Nothing in its short existence has impressed. It has propagated a minimal yet futuristic cyberpunk ethos with its product design language and strives to bring an element of simplicity to gadgetry that has so far only been experienced with Apple products.

Ear (1), for instance, has this unique transparent design and was impressed with the audio quality which was tuned by the audio alchemists at Teenage Engineering, another benefactor of Nothing.

Similarly, its latest product, the EarStick jumps with her lipstick shaped case, which is very convenient to open and close with a true wireless stereo (TWS) that, While skipping active noise cancellation, it delivers meaty sound with an excellent balance of substantial bass and serene mids. It’s also the type of earphone that fits perfectly and could potentially work for serial joggers.

The phone (1) also carries over the transparency quotient of the ear (1) in a design that would be most reminiscent of an iPhone. It is devoid of the unnecessary additional cameras that marketing teams advocate. The back panel of the phone is littered with LED lights that light up as notification indicators, Reminding you of the strobes of an underground Berlin techno rave. Its software is clean to the level that only a Pixel can possibly beat in terms of purity.
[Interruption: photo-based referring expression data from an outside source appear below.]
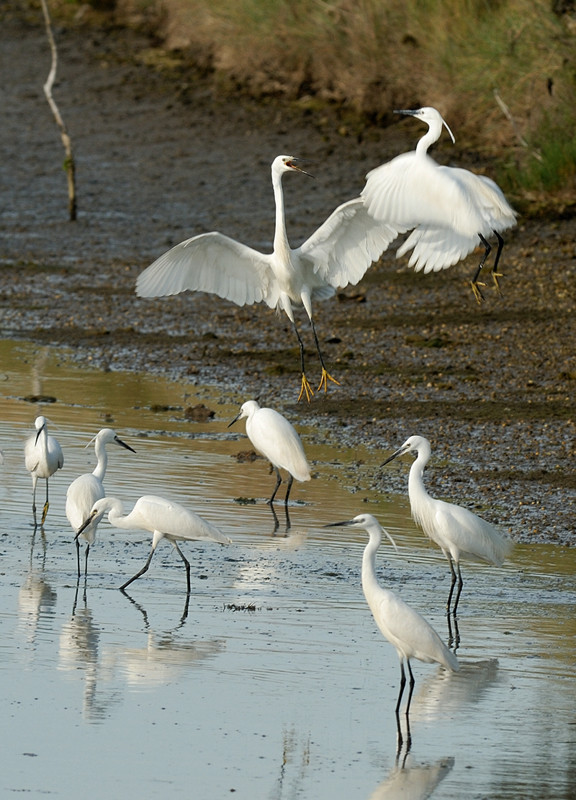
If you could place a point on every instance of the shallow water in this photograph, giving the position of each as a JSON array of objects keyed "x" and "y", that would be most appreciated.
[{"x": 274, "y": 682}]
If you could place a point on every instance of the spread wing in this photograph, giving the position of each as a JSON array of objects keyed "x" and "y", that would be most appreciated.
[
  {"x": 346, "y": 244},
  {"x": 413, "y": 190},
  {"x": 213, "y": 263}
]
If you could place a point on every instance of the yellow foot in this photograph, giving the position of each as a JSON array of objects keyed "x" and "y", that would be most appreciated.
[
  {"x": 324, "y": 381},
  {"x": 305, "y": 389},
  {"x": 477, "y": 293}
]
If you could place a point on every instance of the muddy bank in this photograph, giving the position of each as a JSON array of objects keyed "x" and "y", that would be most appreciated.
[{"x": 160, "y": 159}]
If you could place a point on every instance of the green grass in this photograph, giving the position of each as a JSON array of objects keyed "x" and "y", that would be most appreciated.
[{"x": 368, "y": 57}]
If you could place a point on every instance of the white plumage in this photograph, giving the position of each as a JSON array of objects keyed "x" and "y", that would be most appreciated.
[
  {"x": 449, "y": 210},
  {"x": 86, "y": 489},
  {"x": 459, "y": 533},
  {"x": 338, "y": 253},
  {"x": 163, "y": 518},
  {"x": 406, "y": 629},
  {"x": 42, "y": 458},
  {"x": 277, "y": 440}
]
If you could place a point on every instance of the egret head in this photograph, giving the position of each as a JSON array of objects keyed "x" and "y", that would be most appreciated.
[
  {"x": 246, "y": 410},
  {"x": 109, "y": 436},
  {"x": 430, "y": 116},
  {"x": 414, "y": 445},
  {"x": 40, "y": 425},
  {"x": 288, "y": 164}
]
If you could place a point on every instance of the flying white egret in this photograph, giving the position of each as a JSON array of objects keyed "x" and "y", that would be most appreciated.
[
  {"x": 450, "y": 210},
  {"x": 276, "y": 439},
  {"x": 42, "y": 457},
  {"x": 86, "y": 489},
  {"x": 459, "y": 533},
  {"x": 338, "y": 253},
  {"x": 405, "y": 628},
  {"x": 163, "y": 518}
]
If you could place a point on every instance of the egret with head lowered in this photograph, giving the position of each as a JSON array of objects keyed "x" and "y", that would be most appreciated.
[
  {"x": 42, "y": 457},
  {"x": 338, "y": 253},
  {"x": 449, "y": 210},
  {"x": 163, "y": 518},
  {"x": 86, "y": 489},
  {"x": 404, "y": 627},
  {"x": 459, "y": 533},
  {"x": 277, "y": 440}
]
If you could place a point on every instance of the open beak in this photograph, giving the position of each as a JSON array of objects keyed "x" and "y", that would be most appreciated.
[
  {"x": 123, "y": 444},
  {"x": 84, "y": 525},
  {"x": 297, "y": 167}
]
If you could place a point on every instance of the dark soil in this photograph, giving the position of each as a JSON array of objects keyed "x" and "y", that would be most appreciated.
[{"x": 162, "y": 156}]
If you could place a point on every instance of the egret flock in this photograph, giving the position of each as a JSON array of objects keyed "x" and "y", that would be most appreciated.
[{"x": 447, "y": 212}]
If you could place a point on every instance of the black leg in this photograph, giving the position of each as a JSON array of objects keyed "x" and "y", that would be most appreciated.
[
  {"x": 290, "y": 482},
  {"x": 411, "y": 689},
  {"x": 453, "y": 574},
  {"x": 487, "y": 248},
  {"x": 305, "y": 388},
  {"x": 278, "y": 482},
  {"x": 186, "y": 564},
  {"x": 459, "y": 592},
  {"x": 402, "y": 685},
  {"x": 495, "y": 273}
]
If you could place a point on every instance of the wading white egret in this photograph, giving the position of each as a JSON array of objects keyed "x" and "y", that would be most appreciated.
[
  {"x": 277, "y": 440},
  {"x": 451, "y": 210},
  {"x": 459, "y": 533},
  {"x": 86, "y": 489},
  {"x": 163, "y": 518},
  {"x": 42, "y": 457},
  {"x": 338, "y": 253},
  {"x": 405, "y": 628}
]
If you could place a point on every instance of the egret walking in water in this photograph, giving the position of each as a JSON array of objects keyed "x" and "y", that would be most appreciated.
[
  {"x": 42, "y": 457},
  {"x": 449, "y": 210},
  {"x": 336, "y": 254},
  {"x": 459, "y": 533},
  {"x": 163, "y": 518},
  {"x": 86, "y": 489},
  {"x": 405, "y": 628},
  {"x": 276, "y": 439}
]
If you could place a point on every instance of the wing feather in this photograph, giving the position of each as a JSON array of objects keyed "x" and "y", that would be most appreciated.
[
  {"x": 213, "y": 263},
  {"x": 346, "y": 244}
]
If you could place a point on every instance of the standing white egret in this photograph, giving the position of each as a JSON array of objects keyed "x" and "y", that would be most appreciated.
[
  {"x": 459, "y": 533},
  {"x": 276, "y": 439},
  {"x": 86, "y": 489},
  {"x": 450, "y": 210},
  {"x": 338, "y": 253},
  {"x": 42, "y": 457},
  {"x": 405, "y": 628},
  {"x": 163, "y": 518}
]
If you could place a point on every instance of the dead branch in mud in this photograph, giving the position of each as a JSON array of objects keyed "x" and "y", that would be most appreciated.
[{"x": 69, "y": 163}]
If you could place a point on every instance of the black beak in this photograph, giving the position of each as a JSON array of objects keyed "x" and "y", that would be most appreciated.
[
  {"x": 123, "y": 444},
  {"x": 236, "y": 418}
]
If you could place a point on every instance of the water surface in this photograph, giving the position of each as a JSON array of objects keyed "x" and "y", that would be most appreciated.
[{"x": 273, "y": 682}]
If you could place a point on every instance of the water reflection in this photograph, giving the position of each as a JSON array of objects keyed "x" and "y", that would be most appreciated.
[
  {"x": 165, "y": 659},
  {"x": 447, "y": 692},
  {"x": 78, "y": 654},
  {"x": 36, "y": 600},
  {"x": 408, "y": 781},
  {"x": 294, "y": 765}
]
And daily use, after some startup software problems, did it one of the most usable phones, which simply runs smoothly and without frills thanks to the Glyph operating system.

Now hopefully it can produce a phone that has maybe a little more performance and even better cameras. But for the layman, nothing struck with a decent camera stack and sufficient performance paired with great battery life, a great display, and a design that is not only elegant but will be eloquent conversations.

Sahil Mohan Gupta is a Delhi-based technology journalist. He tweets @DigitallyBones. Views are personal.